Milliarden Menschen leiden unter fehlenden Toiletten und mangelnder Hygiene. Die Fotografin Andrea Bruce macht darauf aufmerksam. Was man auf ihren Bildern nicht sieht, sind die oft tödlichen Folgen dieser Missstände

Sanitation

Klar, beim Thema Toiletten dauert es meist nicht lange und irgendjemand reißt den ersten Klo-Witz. Dabei wäre es angebracht, diese Sache, die in der Tat zum Himmel stinkt, einmal mit dem nötigen Ernst zu betrachten: Schätzungen der Weltgesundheitsorganisation (WHO) zufolge fehlen weltweit Toiletten für mehr als zwei Milliarden Menschen. Mangelnde Hygiene in Sanitäranlagen und bei der Abwasserentsorgung führen zur Verbreitung von Erkrankungen, an denen täglich Hunderte Menschen sterben, besonders Kinder.

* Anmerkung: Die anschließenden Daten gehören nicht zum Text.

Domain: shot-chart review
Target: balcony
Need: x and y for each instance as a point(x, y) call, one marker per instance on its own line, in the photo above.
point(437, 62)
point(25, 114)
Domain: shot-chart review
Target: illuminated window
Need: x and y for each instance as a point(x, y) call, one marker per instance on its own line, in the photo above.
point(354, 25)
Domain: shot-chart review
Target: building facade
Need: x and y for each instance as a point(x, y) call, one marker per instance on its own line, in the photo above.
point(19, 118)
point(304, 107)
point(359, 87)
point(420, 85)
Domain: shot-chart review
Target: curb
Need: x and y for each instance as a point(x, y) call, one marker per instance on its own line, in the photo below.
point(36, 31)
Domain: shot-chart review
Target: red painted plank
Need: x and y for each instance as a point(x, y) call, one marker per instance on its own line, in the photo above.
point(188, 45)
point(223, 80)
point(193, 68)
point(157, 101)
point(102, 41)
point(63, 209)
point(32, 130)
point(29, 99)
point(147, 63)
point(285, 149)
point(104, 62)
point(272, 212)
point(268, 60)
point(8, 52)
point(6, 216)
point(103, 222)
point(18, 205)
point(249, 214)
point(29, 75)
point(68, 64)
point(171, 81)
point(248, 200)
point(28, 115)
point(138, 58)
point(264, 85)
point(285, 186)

Es gibt eine NGO, die sich ganz dem Thema widmet, die World Toilet Organization (WTO). Ihre Position ist, dass hygienische und funktionierende Toiletten in ausreichender Zahl nicht nur eine Notwendigkeit sind, sondern für die Würde des Menschen unabdingbar. Die WTO fühlt sich der Erfüllung des UN-Millenniumsziels Nummer 7c verpflichtet. Dies sieht vor, den Anteil der Weltbevölkerung, der ohne Zugang zu Trinkwasser und sanitärer Grundversorgung lebt, radikal zu reduzieren.

Gegründet wurde die WTO übrigens in Singapur, dessen ehemaliger Premierminister Goh Chok Tong einmal gesagt hat, der Zustand der öffentlichen Toiletten eines Landes sage viel über das soziale System aus und sei ein Symbol für den Fortschritt einer Gesellschaft.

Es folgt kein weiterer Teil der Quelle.